Although Tessendorf’s IFFT Gerstner wave model has
been widely used, the value of A, a constant of the Fourier
coefficient, is not given. A will strongly influence the shape of the
rendered ocean wave and even cause amplitude malformation.
We study the algorithm of the IFFT Gerstner wave, and give the
method of A calculating. The method of the paper can guarantee
there is no amplitude malformation in rendered ocean waves. The
expression of the IFFT Gerstner wave with the amplitude of the
cosine wave is derived again. The definite integral of the wave
number spectrum is discretized.
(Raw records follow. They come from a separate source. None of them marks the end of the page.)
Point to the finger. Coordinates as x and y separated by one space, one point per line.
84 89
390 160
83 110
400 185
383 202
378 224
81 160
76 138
Further, another expression of
the IFFT Gerstner wave is gotten. The Fourier coefficient of the
expression contains the wave number spectrum and the area of
the discrete integral domain. The method makes the shape of the
generated wave stable. Comparing Tessdendorf’s method with the
method of the paper, we find that the expression of A should
contain the area of the discrete integral domain and the spectral
constant of the wave number spectrum. If A contains only the
spectral constant, the amplitude malformation may occur. By
reading some well known open source codes, we find that the code
authors adopted some factitious methods to suppress the
malformed amplitude Obviously, the code authors have already
noticed the phenomenon of the malformation, but not probed the
cause. The rendering results of the codes are close to that of the
method of the paper. Furthermore, the wave potential is
computed using the Gerstner wave model directly, the author find
it is quite close to that of the paper. The experimental results and
comparisons show that the method of the paper correctly
computes the wave potential and effectively solves the problem of
amplitude malformation.

Published

2014-12-31